Sama halnya terhadap konversi terhadap Tanah Adat (sertifikat Girik) menjadi sertifikat hak atas tanah yang diterbitkan oleh Kantor Pertanahan, umur dari hak atas tanah bukan dilihat dari tanggal atau tahun yang tercantum dalam sertifikat hak atas tanah terbitan Kantor Pertanahan, namun umur dari “alas hak”-nya itu sendiri, yakni sejak dikelolanya Tanah Adat sampai kemudian dimohonkan pendaftarannya ke Kantor Pertanahan setempat.
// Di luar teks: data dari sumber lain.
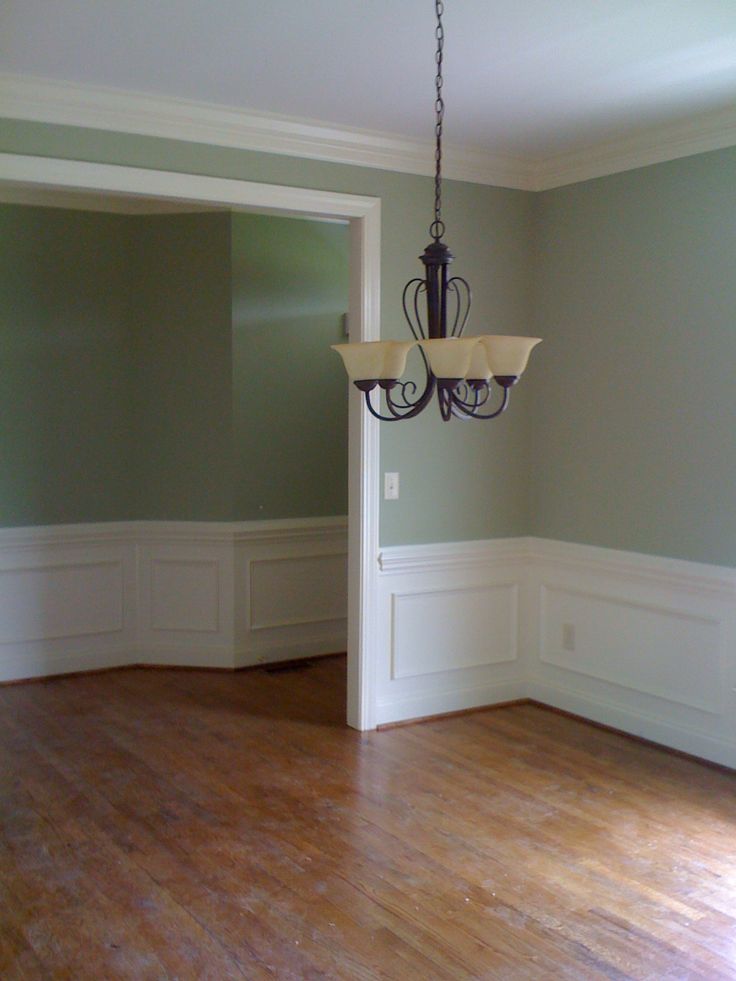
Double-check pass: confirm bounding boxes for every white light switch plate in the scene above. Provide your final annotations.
[383,473,399,501]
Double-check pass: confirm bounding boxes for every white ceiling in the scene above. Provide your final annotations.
[0,0,736,167]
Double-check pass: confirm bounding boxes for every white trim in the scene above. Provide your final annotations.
[533,109,736,191]
[378,538,530,576]
[0,73,736,191]
[376,678,528,726]
[0,154,381,729]
[0,183,226,215]
[526,679,736,769]
[0,74,531,189]
[525,538,736,599]
[0,520,736,766]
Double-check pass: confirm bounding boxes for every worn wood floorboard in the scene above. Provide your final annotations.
[0,658,736,981]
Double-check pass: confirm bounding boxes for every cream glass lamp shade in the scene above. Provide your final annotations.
[332,341,416,381]
[480,334,542,378]
[465,344,491,381]
[419,337,478,378]
[378,341,417,380]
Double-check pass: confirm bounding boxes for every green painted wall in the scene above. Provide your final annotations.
[232,214,349,520]
[0,120,536,544]
[0,205,134,526]
[129,213,234,521]
[530,149,736,566]
[0,121,736,565]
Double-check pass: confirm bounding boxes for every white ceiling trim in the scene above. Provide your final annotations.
[0,73,531,190]
[0,73,736,191]
[535,109,736,191]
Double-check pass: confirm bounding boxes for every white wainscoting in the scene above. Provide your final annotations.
[527,540,736,767]
[235,518,348,666]
[377,539,527,724]
[0,518,736,767]
[0,524,137,681]
[0,517,347,681]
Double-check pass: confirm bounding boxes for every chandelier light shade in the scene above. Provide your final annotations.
[333,0,541,422]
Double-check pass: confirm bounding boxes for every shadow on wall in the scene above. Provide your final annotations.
[232,214,349,520]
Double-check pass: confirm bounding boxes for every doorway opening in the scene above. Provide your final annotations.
[0,155,380,729]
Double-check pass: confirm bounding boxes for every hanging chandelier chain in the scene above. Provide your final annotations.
[429,0,445,242]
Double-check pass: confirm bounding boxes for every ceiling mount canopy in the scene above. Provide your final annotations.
[333,0,541,422]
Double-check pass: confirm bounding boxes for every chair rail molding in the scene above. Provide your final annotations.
[0,517,736,768]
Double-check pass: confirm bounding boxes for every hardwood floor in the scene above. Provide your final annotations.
[0,658,736,981]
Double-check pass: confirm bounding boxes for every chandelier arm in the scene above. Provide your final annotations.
[450,380,509,419]
[452,382,491,412]
[364,374,435,422]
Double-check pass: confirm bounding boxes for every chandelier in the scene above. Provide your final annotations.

Namun demikian, yang cukup disayangkan ialah, praktik peradilan bahkan hingga Mahkamah Agung masih belum mampu untuk menganalisa sampai sejauh itu, dan sekadar memeriksa secara “kulit” belaka, tanpa meninjau “alas hak” dibalik terbitnya sebuah sertifikat sebagai suatu track record hak atas tanah.
PEMBAHASAN:
Terdapat sebuah cerminan konkret yang sangat relevan dan cukup representatif, sebagaimana dapat SHIETRA & PARTNERS rujuk putusan Mahkamah Agung RI sengketa tanah register Nomor 600 K/Pdt/2016 tanggal 14 September 2016, perkara antara:
- DJAKARIA KOMAR, sebagai Pemohon Kasasi, semula selaku Penggugat; melawan
- PEMERINTAH REPUBLIK INDONESIA cq. KEPALA KEPOLISIAN REPUBLIK INDONESIA cq. KEPOLISIAN DAERAH JAWA BARAT cq. SEKOLAH POLISI NEGARA CISARUA, sebagai Termohon Kasasi dahulu Tergugat; dan
- BADAN PERTANAHAN NASIONAL, KANTOR PERTANAHAN KABUPATEN BANDUNG BARAT, selaku Turut Termohon Kasasi dahulu Turut Tergugat.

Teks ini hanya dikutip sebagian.